Plodding slowly on his horse, Rohea thought back to his encounter with Puccar a few days earlier. Rohea had been in the granary, checking that the correct amount of supplies was being packed for the trip, when he saw Puccar enter as well. They had struck up a conversation, and Rohea learned that Puccar had also been assigned a mission by King Wespil. Puccar could not divulge any details, but from the supplies that Puccar assembled, Rohea surmised that Puccar had been chosen on a mission involving only himself and his squire. Rohea wondered if Puccar was being sent to the neighboring villages to train the village folk as Rohea himself had done recently.
"Sir Rohea?" A voice pulled Rohea out of his memories.
"Yes?" Rohea asked, turning to face his lieutenant.
"The scouts have returned, and they have found a suitable camp for the night a few hours away."
"Very good," Rohea said. "Have the cavalry and caravans ride on ahead and make camp."
"Will you be joining them, Sir?" Lieutenant Baiffer asked.
"No, I will stay with the other soldiers, lest they feel slighted."
With that, Rohea slid off his horse, holding on to his reins and walking on foot. He made conversation with those on the march, and learned some gossip about their hometowns.
When they finally arrived at the campsite, many were tired. They quickly pitched their tents and prepared to retire for the night.
Rohea walked to Baiffer and asked, "Have the guards been posted?"
"Yes, Sir Rohea, we've prepared the roster of guards for tonight. Do you want to have a look?"
"No, that's alright," Rohea replied.
"Shall I lead you to your quarters?" the lieutenant asked earnestly.
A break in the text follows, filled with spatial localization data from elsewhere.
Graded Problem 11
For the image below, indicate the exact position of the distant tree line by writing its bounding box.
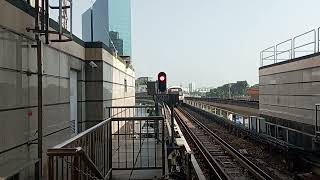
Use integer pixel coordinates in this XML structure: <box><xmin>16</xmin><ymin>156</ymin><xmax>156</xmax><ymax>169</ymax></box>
<box><xmin>205</xmin><ymin>81</ymin><xmax>250</xmax><ymax>98</ymax></box>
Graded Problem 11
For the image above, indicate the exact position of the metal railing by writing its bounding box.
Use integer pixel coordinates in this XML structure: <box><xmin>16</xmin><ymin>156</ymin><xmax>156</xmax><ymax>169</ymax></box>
<box><xmin>47</xmin><ymin>118</ymin><xmax>112</xmax><ymax>180</ymax></box>
<box><xmin>260</xmin><ymin>28</ymin><xmax>319</xmax><ymax>66</ymax></box>
<box><xmin>47</xmin><ymin>105</ymin><xmax>165</xmax><ymax>179</ymax></box>
<box><xmin>106</xmin><ymin>105</ymin><xmax>157</xmax><ymax>119</ymax></box>
<box><xmin>111</xmin><ymin>116</ymin><xmax>165</xmax><ymax>174</ymax></box>
<box><xmin>186</xmin><ymin>97</ymin><xmax>259</xmax><ymax>109</ymax></box>
<box><xmin>105</xmin><ymin>105</ymin><xmax>165</xmax><ymax>174</ymax></box>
"Please do," Rohea said, "And send the word to the soldiers, that they may pack their heavy armor onto the caravans from tomorrow. We are far enough from the capital that our show of force is no longer visible. We will suit up again when we're closer to Yaklo."
"The troops will be very happy to hear that."
Rohea smiled and said, "I can imagine. However, remind them that their weapons must be by their side. I do not want our army to be both defenseless and weaponless. The scouts and guards must remain armored and ready, of course, but I presume you have the rotations all sorted out."
"Very well, I shall see you tomorrow at dawn then," Rohea said as he entered his tent.